Crisp County High School Salutatorian Address
Published 4:44 pm Wednesday, May 30, 2018
By Sarah Williams
The Finish Line
Good evening, Class of 2018! Thank you to the parents, family, friends, and staff that are present tonight to join us in celebrating this great milestone in our lives. Earlier this week, as I looked through our yearbook, I thought about how many memories I have with this group and how special each of you are to me. I’ll never forget the hundreds of bus rides to and from school. It’s crazy the things you learn about a person when you’re crammed into a bus seat for an hour every day.

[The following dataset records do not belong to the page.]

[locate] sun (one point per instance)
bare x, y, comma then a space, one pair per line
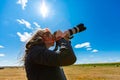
44, 9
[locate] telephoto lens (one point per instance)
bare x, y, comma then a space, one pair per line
76, 29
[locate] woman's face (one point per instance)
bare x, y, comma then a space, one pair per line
48, 39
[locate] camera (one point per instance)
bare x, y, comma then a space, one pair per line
76, 29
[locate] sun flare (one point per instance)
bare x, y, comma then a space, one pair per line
44, 9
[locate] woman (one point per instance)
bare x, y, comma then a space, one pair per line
44, 64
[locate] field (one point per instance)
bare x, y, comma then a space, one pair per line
74, 72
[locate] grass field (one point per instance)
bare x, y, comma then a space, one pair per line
76, 72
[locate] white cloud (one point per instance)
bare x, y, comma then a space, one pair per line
24, 37
26, 23
2, 55
36, 24
22, 3
1, 46
89, 49
86, 45
95, 50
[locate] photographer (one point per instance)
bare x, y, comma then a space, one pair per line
44, 64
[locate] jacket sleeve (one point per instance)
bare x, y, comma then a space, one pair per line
47, 57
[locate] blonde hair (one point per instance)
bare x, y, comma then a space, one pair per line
36, 39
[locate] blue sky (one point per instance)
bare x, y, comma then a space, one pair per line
99, 43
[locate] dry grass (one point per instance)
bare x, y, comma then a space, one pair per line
72, 73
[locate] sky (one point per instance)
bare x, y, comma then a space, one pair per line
99, 43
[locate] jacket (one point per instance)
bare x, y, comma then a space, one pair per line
44, 64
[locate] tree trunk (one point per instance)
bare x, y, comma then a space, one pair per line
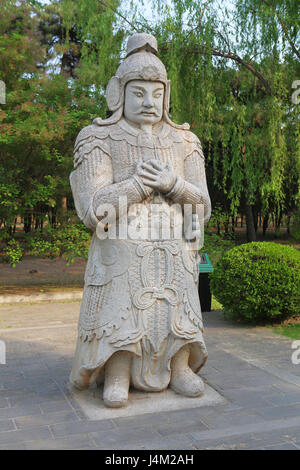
265, 224
251, 233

I’ll never forget the intensity of wall ball or how the entire class managed to get silent lunch every single day during 5th grade at A.S. Clark. Middle school flew by; those were the years of embarrassing fashion choices, makeup mishaps, and write-ups galore. Suddenly, we were freshman in high school, taking “harder” classes, dressing out for P.E., and. wondering what the seniors thought of us- when they basically ignored us. Over the past four years, we have grown tremendously as individuals- most of us in maturity, and some of us only in height. At this point, many of us view this graduation as the finish line. However, know that this is just the beginning of your race. Life is a marathon, and our past has given us the qualities and knowledge to endure such a demanding task. Tonight, I want you to realize that we must use the skills and lessons we’ve learned in school to shape our future.

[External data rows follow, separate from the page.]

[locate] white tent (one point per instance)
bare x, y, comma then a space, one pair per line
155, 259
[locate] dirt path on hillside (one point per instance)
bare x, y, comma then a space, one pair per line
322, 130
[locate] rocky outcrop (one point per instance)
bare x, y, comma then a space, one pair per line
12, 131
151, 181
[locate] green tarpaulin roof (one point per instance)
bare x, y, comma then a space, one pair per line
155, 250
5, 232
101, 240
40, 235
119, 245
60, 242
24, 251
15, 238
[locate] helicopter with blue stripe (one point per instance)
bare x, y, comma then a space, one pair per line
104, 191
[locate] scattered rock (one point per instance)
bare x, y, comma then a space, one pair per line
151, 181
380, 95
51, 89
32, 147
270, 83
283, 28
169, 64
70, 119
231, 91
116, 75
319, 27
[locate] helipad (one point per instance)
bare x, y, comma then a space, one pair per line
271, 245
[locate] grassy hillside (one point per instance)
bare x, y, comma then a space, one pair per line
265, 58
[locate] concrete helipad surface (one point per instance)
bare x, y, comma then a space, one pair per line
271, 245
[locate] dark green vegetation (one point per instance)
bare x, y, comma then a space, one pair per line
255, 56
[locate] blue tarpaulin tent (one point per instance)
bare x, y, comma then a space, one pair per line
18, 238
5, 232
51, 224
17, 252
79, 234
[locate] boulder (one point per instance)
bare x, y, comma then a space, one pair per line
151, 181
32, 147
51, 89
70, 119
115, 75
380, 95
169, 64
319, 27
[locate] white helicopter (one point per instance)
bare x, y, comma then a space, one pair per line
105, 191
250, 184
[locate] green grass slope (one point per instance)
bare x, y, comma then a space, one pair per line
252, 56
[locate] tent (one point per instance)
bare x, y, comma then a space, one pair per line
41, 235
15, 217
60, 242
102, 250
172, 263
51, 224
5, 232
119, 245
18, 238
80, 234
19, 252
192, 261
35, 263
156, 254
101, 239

For runners, most physical training is to improve stamina. In our case, our training has been the emotional and mental development we’ve undergone in school. We’ve learned to form our own opinions, while still respecting the thoughts of others. Regardless, of race, religion, or riches, we have acknowledged the value of one another. School has taught us that you don’t have to be like someone to accept them.

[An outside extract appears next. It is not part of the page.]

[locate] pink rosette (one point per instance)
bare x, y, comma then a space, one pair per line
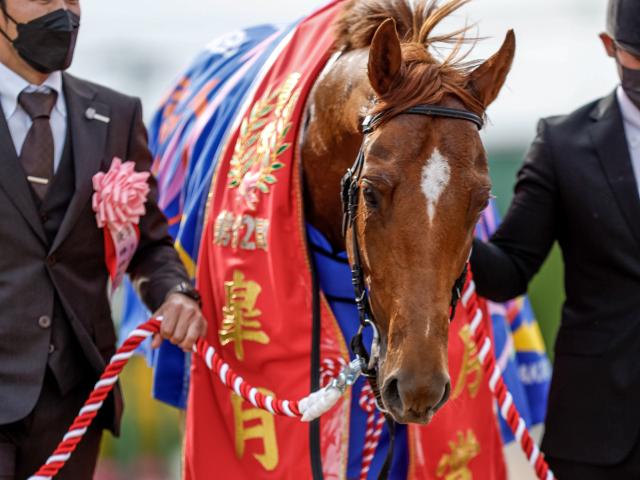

As Fred Devito, an athlete and trainer, once said, “If it doesn’t challenge you, it won’t change you.” Life will challenge us just as marathons challenge the most talented of athletes. Athletes experience disappointment and defeat from time to time, but they rebound and find new ways to achieve their goals. We’ve faced defeat whenever
the teacher said, “No, Wikipedia cannot be a source for your research paper”. However, we didn’t give up; we simply asked, “Well, can we still use Google?”
We have learned determination, patience, and competition. We were all determined to leave the parking lot first, but we learned patience whenever we waited at the back of the line. As for competition, we caught on quickly, and as a result, we have 70 honor graduates.
In addition to training, athletes also follow strict diets because they understand that their bodies run off of what they take in. Similarly, we have to realize that it’s important to retain the positive things we’ve learned in the past. After all, we wouldn’t be the people we are right now without the lessons we’ve consumed. Many of us say, “I’m so ready to put Cordele and my past behind me.” We have all had our ups and downs, but never forget your past. Just like the nutrition of an athlete, the things we’ve gained are what shape us into the people we are. Don’t regret your past- reflect upon it.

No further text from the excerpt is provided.